Quelles sont les difficultés
auxquelles sont confrontés les collèges de Zep ?
Bernard Ravet : La première des difficultés est l'inégalité sociale. Si l'on compare un collège des quartiers Nord de Marseille à un autre des quartiers Sud, on est dans deux univers totalement différents. La mixité sociale est absente. Ce phénomène est aggravé par le fait que les collèges privés choisissent leurs élèves et ne sont pas sectorisés. Dans les quartiers défavorisés, certaines familles, y compris issues de l'immigration, bien conscientes que la réussite sociale passe par la réussite scolaire, mettent leurs enfants dans des établissements privés.
Dans votre livre vous évoquez
la poussée de l'islam dans les collèges...
Bernard Ravet : Aujourd'hui, nous sommes en face de quartiers où les enfants s'entendent répéter qu'il faut préférer la loi de Dieu à celle des hommes. L'institution est totalement démunie. On se retrouve dans une situation comme avant 1905 où l'école devait affirmer sa laïcité. Pour moi, il ne s'agit pas de dénoncer la religion musulmane mais de savoir faire face quand le discours d'un certain islam le rend incompatible avec les valeurs de la République.
Quels sont les signes qui
laissent apercevoir une poussée de l'islamisme au collège ?
Bernard Ravet : Le premier peut être de voir le nombre croissant de gamines arrivant avec un voile sur la tête qu'elles retirent avant de pénétrer dans l'établissement. C'est aussi, en période de ramadan, le nombre d'enfants qui ne mangent plus à la cantine. Et, d'une manière plus générale, tous ces enfants qui refusent de manger parce que la viande n'est pas abattue rituellement.
Y a-t-il des tensions entre
enfants de confessions différentes ?
Bernard Ravet : Lors d'un reportage de RFI au collège Versailles, les enfants disent qu'il n'y a pas de problème avec les enfants juifs car de toute façon, s'il y en a, ils se cachent. Quant aux enfants issus de familles de culture chrétienne, ils vont dans le privé. Du coup, il n'y a pas de problème de ce type.

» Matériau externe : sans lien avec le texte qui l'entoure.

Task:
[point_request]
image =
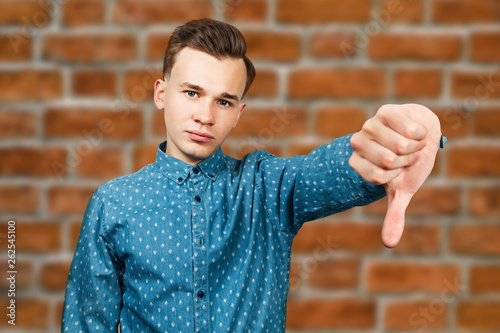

À l'intérieur du collège, les
enfants sont-ils influencés par des prosélytes ?
Bernard Ravet : Mais ce n'est pas qu'au collège ! À Versailles, on l'a vécu avec un petit livre prônant la Charia et interdit en France qui circulait. Et quand on a demandé d'où il venait, on a appris que c'était de la mosquée du surveillant. Aujourd'hui, ce surveillant, qui avait une aura certaine sur les enfants, serait fiché S.
L'enseignement dispensé est-il
contesté ?
Bernard Ravet : Tout à fait. On a affaire à deux ordres de contestation. La première concerne l'enseignement des sciences naturelles. Les professeurs de SVT ont des difficultés pour aborder les théories évolutionnistes. Nous avons aussi le devoir de parler d'éducation sexuelle. Pour y arriver, les enseignants sont obligés de séparer les filles des garçons pour aborder ce sujet. Ce n'est pas déontologique. Mais que faut-il faire ? La seconde touche à l'éducation physique et sportive, notamment la natation. Certains médecins complaisants signent des certificats permettant aux filles de ne pas suivre ces cours.
"Les choses ont changé
après le 11-Septembre"
Concernant les professeurs,
sont-ils eux aussi contestés ?
Bernard Ravet : Ça peut arriver. J'évoque dans mon livre l'exemple d'une professeure issue de l'immigration, non croyante, qui se voit embêtée par les élèves car durant le ramadan, elle continue à manger à la cantine. Rares sont aussi les enseignantes qui ne viennent pas en pantalon pour éviter de choquer certains élèves garçons avec une jupe.
Comment font face les
enseignants ? Et les autorités ?
Bernard Ravet : Comme ils peuvent. Certains ont le courage d'aborder d'ouvrir le débat, d'autres pas. En 2004, quand je rencontre ces problèmes, le rectorat ne sait pas les gérer car il découvre cette réalité en même temps que nous. Par contre, les RG la connaissent. Mais rien ne se passe.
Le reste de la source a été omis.